Exposed (1983):

For all his hustling, thuggery and sports, "cherchez la femme" is James Toback's recurring anthem, never more shamelessly channeled than in this gleefully preposterous melodrama. Indeed, the film is first and foremost a study of Nastassja Kinski, here ripely at the zenith of her magazine-cover fame, every head-toss and lip-bite an event devoured by the camera -- in that sense, the film is Toback's true Nouvelle Vague dig, Kinski's ad-libbed studio pas de deux with chair and mirror to "The Shoop Shoop Song" serving to illustrate the movement's dictum of cinema boiling down to boys taking pictures of girls. (Underlining the links, Henri Decaë and Georges Delerue are in the crew.) Kinski is a young woman with European roots (Mom is Bibi Andersson), bored with Wisconsin but stranded waitressing in New York City, until fashion-mag photographer Ian McShane molds her into a glamour goddess in record time. Since the heroine is introduced (by Toback himself, subbing as her literature professor) as a virtual reincarnation of the the death-angel of redemption in Fiedler's Love and Death in the American Novel, it's only a matter of time for the plot to spring her from aimless medium-shot improvisation to ludicrous espionage-thriller close-ups.

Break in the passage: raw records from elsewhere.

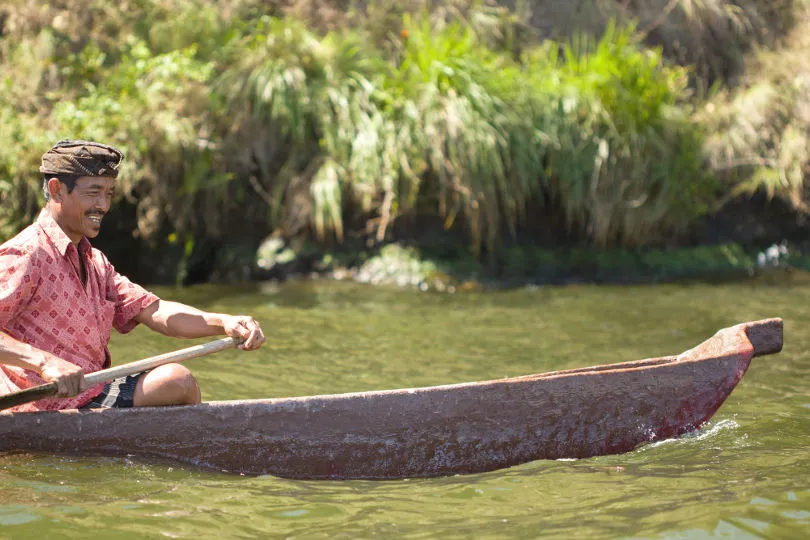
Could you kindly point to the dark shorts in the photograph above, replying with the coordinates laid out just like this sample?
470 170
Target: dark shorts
117 393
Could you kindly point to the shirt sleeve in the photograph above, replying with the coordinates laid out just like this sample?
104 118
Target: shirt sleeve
130 299
19 275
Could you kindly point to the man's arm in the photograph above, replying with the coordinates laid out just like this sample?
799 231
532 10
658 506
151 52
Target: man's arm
179 320
67 376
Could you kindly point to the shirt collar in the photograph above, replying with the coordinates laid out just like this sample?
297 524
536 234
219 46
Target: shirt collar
57 236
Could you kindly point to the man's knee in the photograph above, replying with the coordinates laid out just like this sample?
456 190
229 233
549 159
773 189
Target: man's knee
181 378
169 384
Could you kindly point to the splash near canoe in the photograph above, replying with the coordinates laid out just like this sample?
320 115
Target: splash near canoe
441 430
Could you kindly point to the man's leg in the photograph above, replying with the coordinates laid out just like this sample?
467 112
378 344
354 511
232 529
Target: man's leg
169 384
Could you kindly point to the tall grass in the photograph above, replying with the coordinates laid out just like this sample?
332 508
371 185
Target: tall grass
760 131
227 112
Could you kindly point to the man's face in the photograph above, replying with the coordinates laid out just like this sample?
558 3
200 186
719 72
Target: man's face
79 212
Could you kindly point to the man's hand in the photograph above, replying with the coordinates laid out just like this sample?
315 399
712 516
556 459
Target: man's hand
246 328
68 377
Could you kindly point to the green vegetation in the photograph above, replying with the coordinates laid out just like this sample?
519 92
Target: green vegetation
242 117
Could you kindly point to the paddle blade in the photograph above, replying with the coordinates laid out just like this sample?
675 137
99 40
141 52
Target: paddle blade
28 395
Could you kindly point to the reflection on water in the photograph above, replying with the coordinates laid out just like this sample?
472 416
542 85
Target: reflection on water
745 475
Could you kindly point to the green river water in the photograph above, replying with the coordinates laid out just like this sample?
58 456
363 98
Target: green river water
744 475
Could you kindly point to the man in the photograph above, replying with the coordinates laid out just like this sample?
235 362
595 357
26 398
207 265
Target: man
60 298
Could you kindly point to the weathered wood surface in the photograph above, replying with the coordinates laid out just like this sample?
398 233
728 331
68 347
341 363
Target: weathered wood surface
442 430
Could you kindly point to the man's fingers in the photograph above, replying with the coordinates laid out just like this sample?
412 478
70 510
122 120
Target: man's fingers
61 384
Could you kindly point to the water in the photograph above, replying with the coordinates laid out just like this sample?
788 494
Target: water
744 475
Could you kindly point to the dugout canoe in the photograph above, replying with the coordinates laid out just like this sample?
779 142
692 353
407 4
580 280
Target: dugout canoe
442 430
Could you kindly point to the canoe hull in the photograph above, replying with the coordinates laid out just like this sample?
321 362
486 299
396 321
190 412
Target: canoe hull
454 429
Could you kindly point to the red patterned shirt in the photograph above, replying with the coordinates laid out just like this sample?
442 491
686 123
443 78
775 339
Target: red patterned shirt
43 303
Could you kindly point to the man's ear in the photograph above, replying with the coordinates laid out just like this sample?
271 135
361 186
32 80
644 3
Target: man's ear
55 189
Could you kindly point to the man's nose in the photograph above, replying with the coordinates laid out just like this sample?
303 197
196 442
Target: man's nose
103 203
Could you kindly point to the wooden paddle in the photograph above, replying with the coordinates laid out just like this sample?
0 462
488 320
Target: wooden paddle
106 375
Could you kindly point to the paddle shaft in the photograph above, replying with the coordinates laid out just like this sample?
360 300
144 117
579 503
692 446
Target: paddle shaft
106 375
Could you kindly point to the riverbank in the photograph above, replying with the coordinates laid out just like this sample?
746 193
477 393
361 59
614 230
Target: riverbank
410 267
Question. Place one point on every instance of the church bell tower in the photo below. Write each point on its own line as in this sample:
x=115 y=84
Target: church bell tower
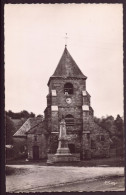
x=68 y=98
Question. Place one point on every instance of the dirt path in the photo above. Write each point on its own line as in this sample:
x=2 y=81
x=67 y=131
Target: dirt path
x=32 y=178
x=104 y=184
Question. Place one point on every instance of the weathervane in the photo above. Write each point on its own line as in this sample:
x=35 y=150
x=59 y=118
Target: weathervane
x=66 y=37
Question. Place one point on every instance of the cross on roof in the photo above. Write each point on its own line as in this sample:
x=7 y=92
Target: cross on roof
x=66 y=37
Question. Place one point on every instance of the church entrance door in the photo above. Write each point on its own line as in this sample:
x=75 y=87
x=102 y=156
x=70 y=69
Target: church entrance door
x=35 y=152
x=72 y=148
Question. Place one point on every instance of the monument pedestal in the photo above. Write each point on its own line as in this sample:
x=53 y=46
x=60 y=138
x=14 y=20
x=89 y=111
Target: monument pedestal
x=63 y=153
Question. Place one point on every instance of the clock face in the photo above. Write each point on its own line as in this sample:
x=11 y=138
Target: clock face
x=68 y=100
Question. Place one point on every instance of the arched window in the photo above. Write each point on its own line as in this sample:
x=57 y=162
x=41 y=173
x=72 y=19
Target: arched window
x=68 y=88
x=69 y=119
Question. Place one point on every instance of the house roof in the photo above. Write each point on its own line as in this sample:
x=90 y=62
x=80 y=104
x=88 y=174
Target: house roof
x=67 y=67
x=32 y=125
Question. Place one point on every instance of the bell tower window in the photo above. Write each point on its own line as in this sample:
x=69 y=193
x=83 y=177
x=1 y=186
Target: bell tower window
x=69 y=119
x=68 y=88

So, Rudolf Nureyev is parachuted as a marble-mouthed question mark into the increasingly wacky plot, which bounces over to Paris and a terrorist ring lorded over by Harvey Keitel, though Kinski remains the film's main object of the desire. Continually grabbed by men in the streets when not offering Nureyev her collarbone as violin to his fiddle, her loveliness gives off the glow around which the director's macho-obsessive gaze circles like a moth. "The western world is breaking down," Toback intones near the start, with "art and romantic love" our remaining escapes -- both, needless to say, pursued cloddishly yet unashamedly here. With Pierre Clémenti.